Ce soir, je me permettrai peut-être de jouer à Baldur’s Gate, ou je chercherai un film sur Shadowz. À moins que je n’entame un nouveau bouquin. Je sais juste que je veux poursuivre sur ce chemin que j’arpente actuellement. J’écouterai.
Le silence.
7 commentaires
<3
Un chemin qui l’air d’être agréable à emprunter… et vers lequel j’essaye de tendre aussi. La semaine prochaine, j’ai rdv avec une nouvelle psy, j’espère qu’elle va m’aider même si depuis 10 jours, je vais mieux. Mais j’ai peur de la rechute (pas la mienne, celle de mon conjoint) car ces rechutes me coulent chaque fois un peu plus.
M’aider avec ça et aussi à rester plus dans le présent, car je suis souvent en train de partir très loin (genre dans 20 ans) et bon, on est d’accord, ça craint !
Actuellement, mon blog n’est plus mis à jour car je n’arrive plus à accéder à la partir technique à cause de la migration de Canalblog mais je suis toujours dans le coin ;-)
(Au fait quelle est la matière que tu enseignes ? j’ai essayé de deviner mais… ^^)
Tu as vécu avec ça si longtemps, c’est normal que ça t’inquiète. Mais si ton compagnon s’est engagé sur ce chemin, ça ne peut qu’être une bonne nouvelle, je crois :)
As-tu essayé des exercices de cohérence cardiaque ? Ça m’a aidée à la rentrée…
J’enseigne le français en collège et lycée, et culture gé et expression en BTS ;)
J’avais fait de la cohérence cardiaque au moment de ma 1ère thérapie, mais là, j’étais trop stressée et ça suffisait pas, enfin j’arrivais pas totalement à me concentrer dessus. J’ai aussi des fringales quand je me mets à stresser, ça n’arrange rien…
Je comprends, quand je suis très angoissée, j’ai beaucoup de mal aussi à me concentrer, et ça fait un effet boule de neige parce que j’angoisse de ne pas arriver à me calmer… :)
Je lis tes derniers articles en marche arrière et je me demande aujourd’hui comment tu perçois ce post-ci ?
Je ne sais pas si on peut parler de hauts et de bas cycliques (ou spiralesques ;) ) mais je te souhaite de retrouver le silence très bientôt <3 Et je te partage cette archive de Kening Zhu que j'ai lue hier et qui résonne fort pour moi avec ton post : https://keningzhu.com/journal/trust-in-the-practice-process
(Quant à Lou, j'admire le recul dont tu fais preuve face à la délicatesse d'une telle relation, comme j'en ai déjà connues sans parvenir à les gérer ; c'est une belle histoire que tu nous partages, et ce que tu lui apportes est très précieux)
« je me demande aujourd’hui comment tu perçois ce post-ci ? »
Tu fais référence à cette phrase ? « Je me suis peu racontée, toutefois, pour m’empêcher de ressasser. »
:D
Eh bien écoute, j’en suis à simplement attendre de pouvoir être « alone in a space of my own, over the course of a slow week », sans parvenir à créer cet espace de moi-même.
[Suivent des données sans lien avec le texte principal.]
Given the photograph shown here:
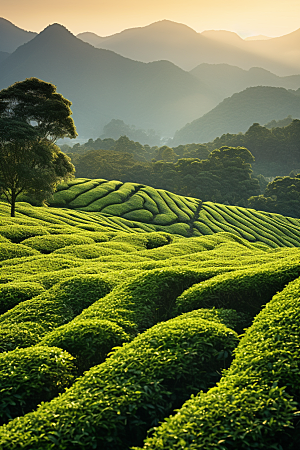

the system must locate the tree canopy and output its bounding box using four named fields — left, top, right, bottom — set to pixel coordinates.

left=0, top=78, right=77, bottom=216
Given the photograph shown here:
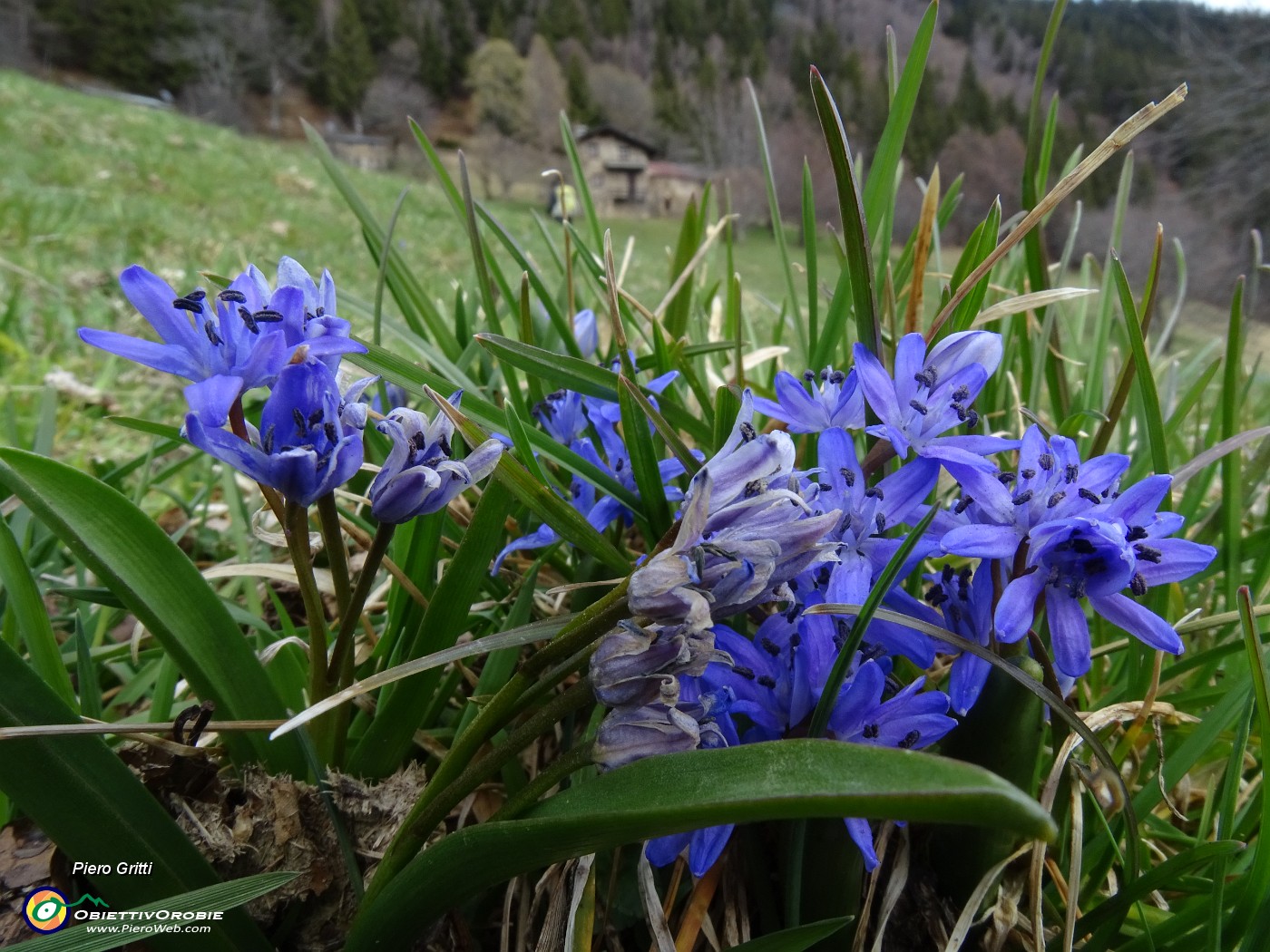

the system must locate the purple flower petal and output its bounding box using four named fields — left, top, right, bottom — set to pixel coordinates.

left=1041, top=591, right=1089, bottom=678
left=79, top=327, right=202, bottom=380
left=120, top=264, right=206, bottom=359
left=941, top=522, right=1020, bottom=559
left=185, top=374, right=242, bottom=426
left=1089, top=594, right=1184, bottom=655
left=1138, top=539, right=1216, bottom=585
left=993, top=571, right=1045, bottom=645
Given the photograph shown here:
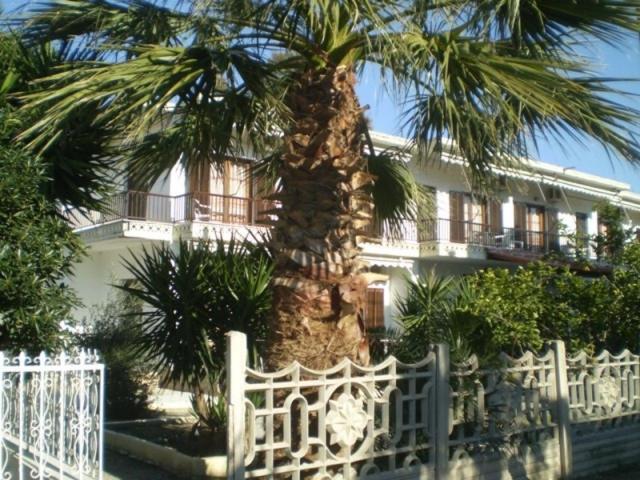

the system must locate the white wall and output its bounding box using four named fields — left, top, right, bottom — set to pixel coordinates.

left=68, top=244, right=159, bottom=320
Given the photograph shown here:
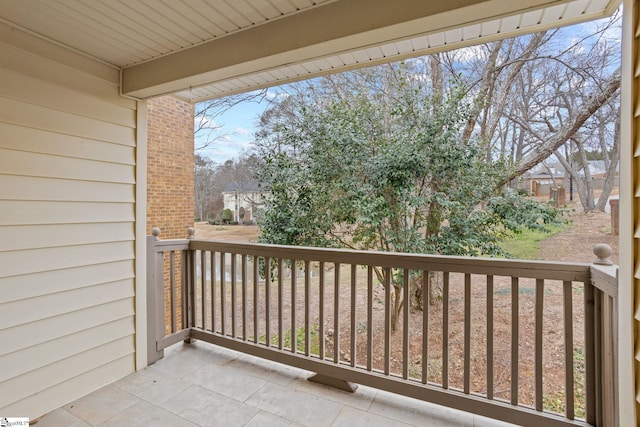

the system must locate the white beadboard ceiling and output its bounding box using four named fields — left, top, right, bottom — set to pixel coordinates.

left=0, top=0, right=620, bottom=102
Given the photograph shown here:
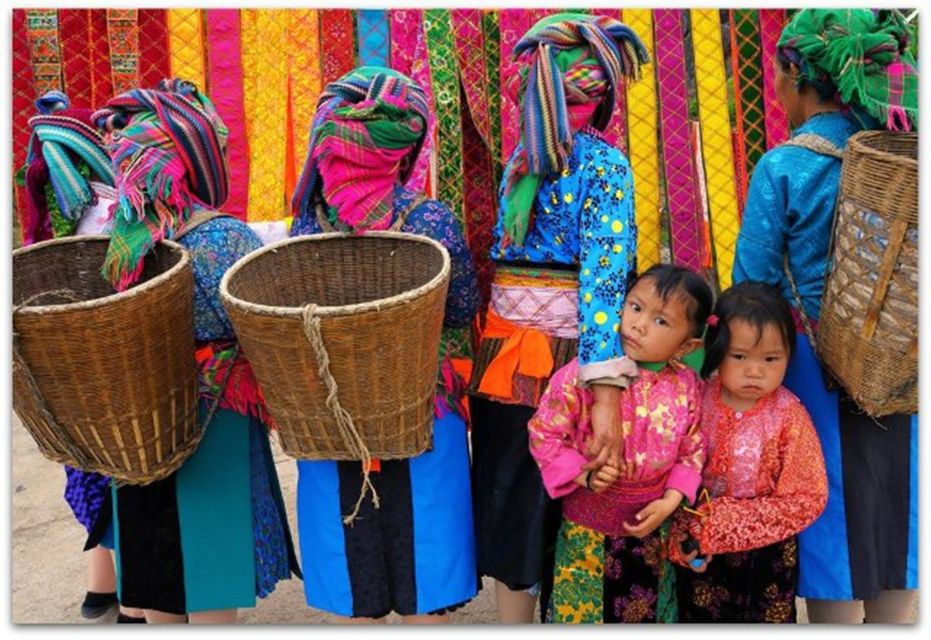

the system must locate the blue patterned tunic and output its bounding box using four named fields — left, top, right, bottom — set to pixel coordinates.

left=491, top=128, right=637, bottom=367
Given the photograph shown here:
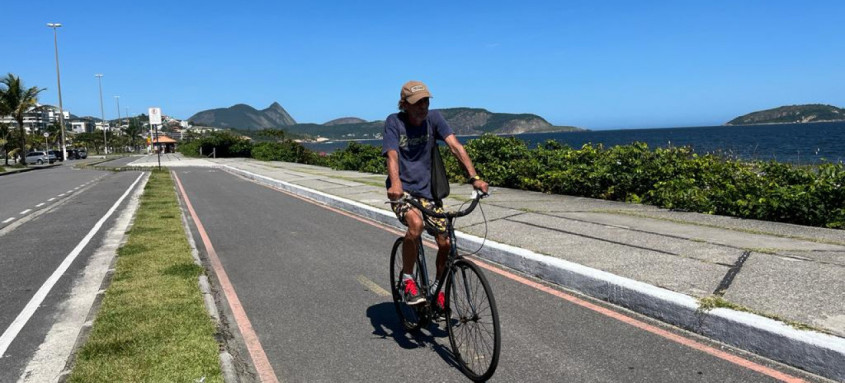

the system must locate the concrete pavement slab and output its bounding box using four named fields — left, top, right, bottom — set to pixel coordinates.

left=621, top=209, right=845, bottom=245
left=549, top=213, right=845, bottom=251
left=510, top=213, right=742, bottom=265
left=463, top=220, right=724, bottom=298
left=777, top=251, right=845, bottom=266
left=724, top=253, right=845, bottom=336
left=216, top=163, right=845, bottom=379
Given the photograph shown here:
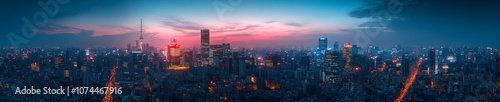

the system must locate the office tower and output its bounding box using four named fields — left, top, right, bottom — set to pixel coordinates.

left=352, top=45, right=359, bottom=55
left=333, top=41, right=339, bottom=51
left=54, top=56, right=63, bottom=69
left=168, top=39, right=181, bottom=69
left=299, top=55, right=311, bottom=70
left=318, top=38, right=328, bottom=51
left=429, top=47, right=438, bottom=75
left=266, top=54, right=281, bottom=69
left=132, top=51, right=144, bottom=75
left=208, top=45, right=225, bottom=65
left=134, top=40, right=139, bottom=51
left=201, top=29, right=210, bottom=65
left=401, top=54, right=410, bottom=78
left=183, top=51, right=194, bottom=67
left=325, top=52, right=340, bottom=83
left=495, top=57, right=500, bottom=78
left=127, top=44, right=131, bottom=51
left=222, top=43, right=231, bottom=58
left=342, top=44, right=353, bottom=73
left=138, top=19, right=143, bottom=51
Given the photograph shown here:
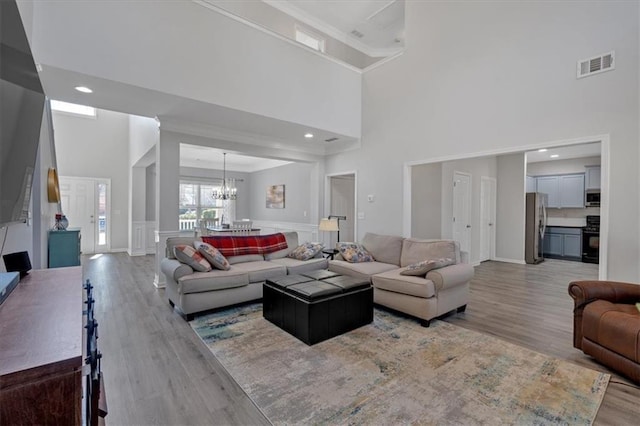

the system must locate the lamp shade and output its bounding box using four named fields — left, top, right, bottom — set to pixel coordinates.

left=318, top=218, right=340, bottom=232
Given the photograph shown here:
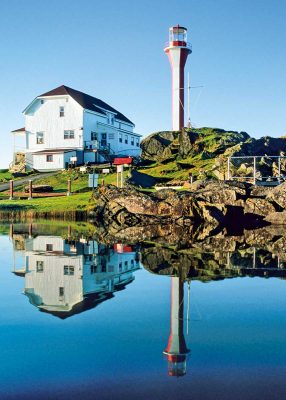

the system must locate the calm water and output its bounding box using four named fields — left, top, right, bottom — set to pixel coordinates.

left=0, top=222, right=286, bottom=400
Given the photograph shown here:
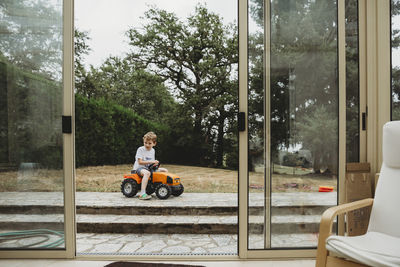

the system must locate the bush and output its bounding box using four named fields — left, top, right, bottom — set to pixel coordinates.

left=75, top=95, right=168, bottom=167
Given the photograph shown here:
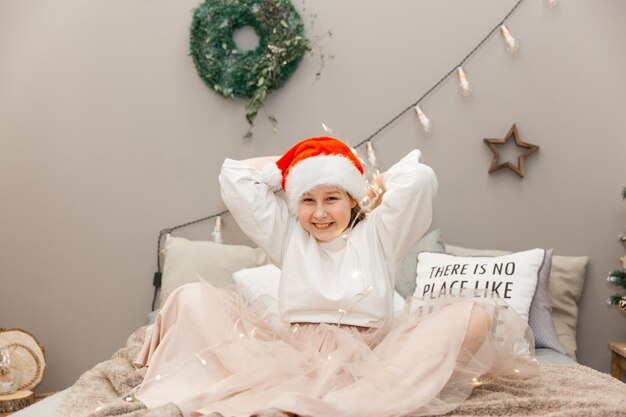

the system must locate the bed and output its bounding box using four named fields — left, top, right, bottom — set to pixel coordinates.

left=13, top=230, right=626, bottom=417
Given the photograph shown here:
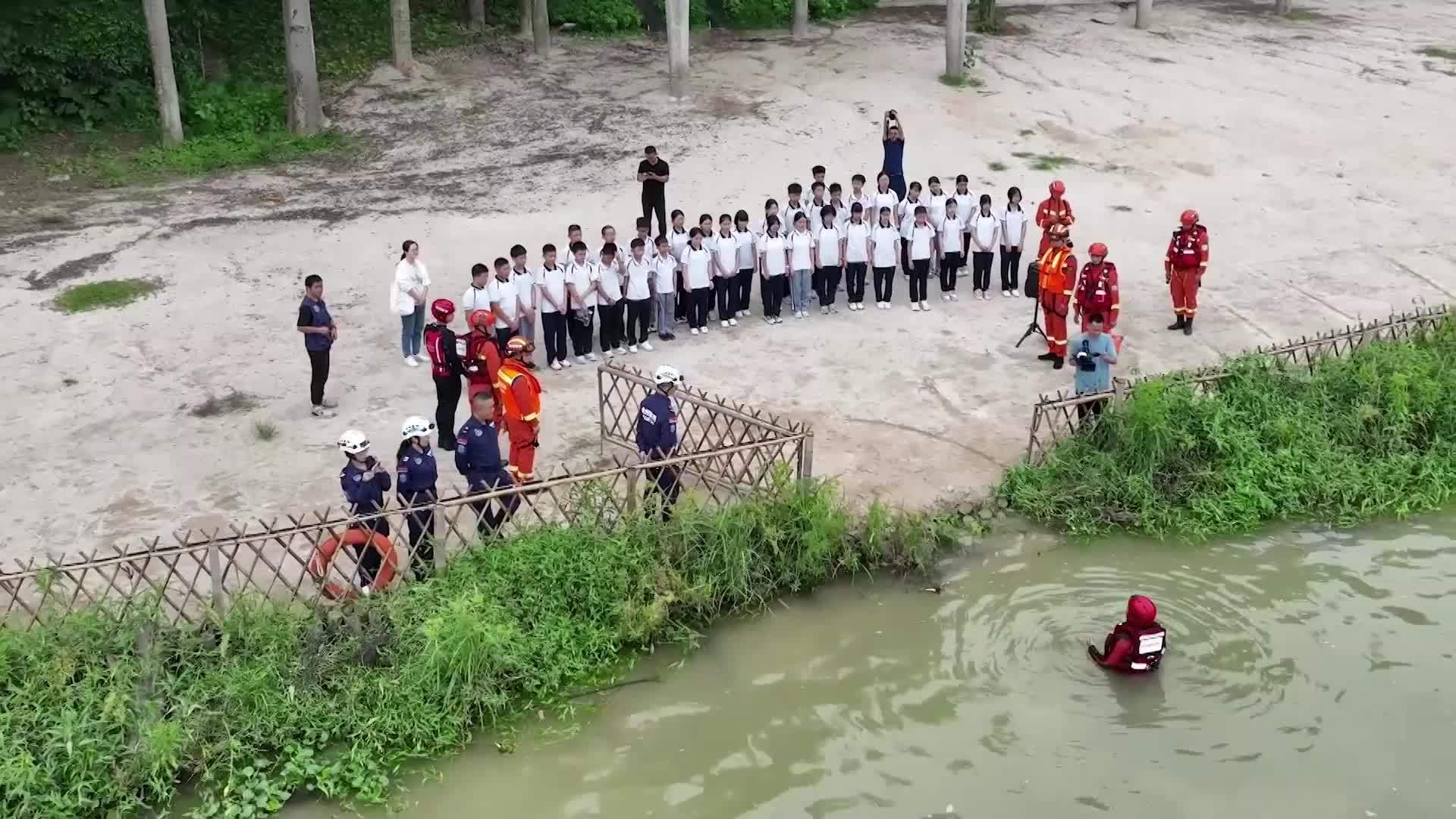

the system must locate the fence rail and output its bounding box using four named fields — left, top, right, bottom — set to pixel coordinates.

Ceci dit, ma semaine va être allégée par rapport à la précédente, et le weekend va être long, donc je suis pleine d’espoir ;P
Merci pour ce partage, le billet m’a beaucoup plu, tant dans son contenu que dans sa simplicité.
Pour Lou, merci. Toutefois il est trop tôt pour me lancer des fleurs, j’ai dû rater une marche, le déséquilibre que je craignais est déjà en train de s’installer, et j’ai peur de ce qu’il me faudra peut-être lui dire et de ce que cela pourrait générer. Je vais devoir être très prudente.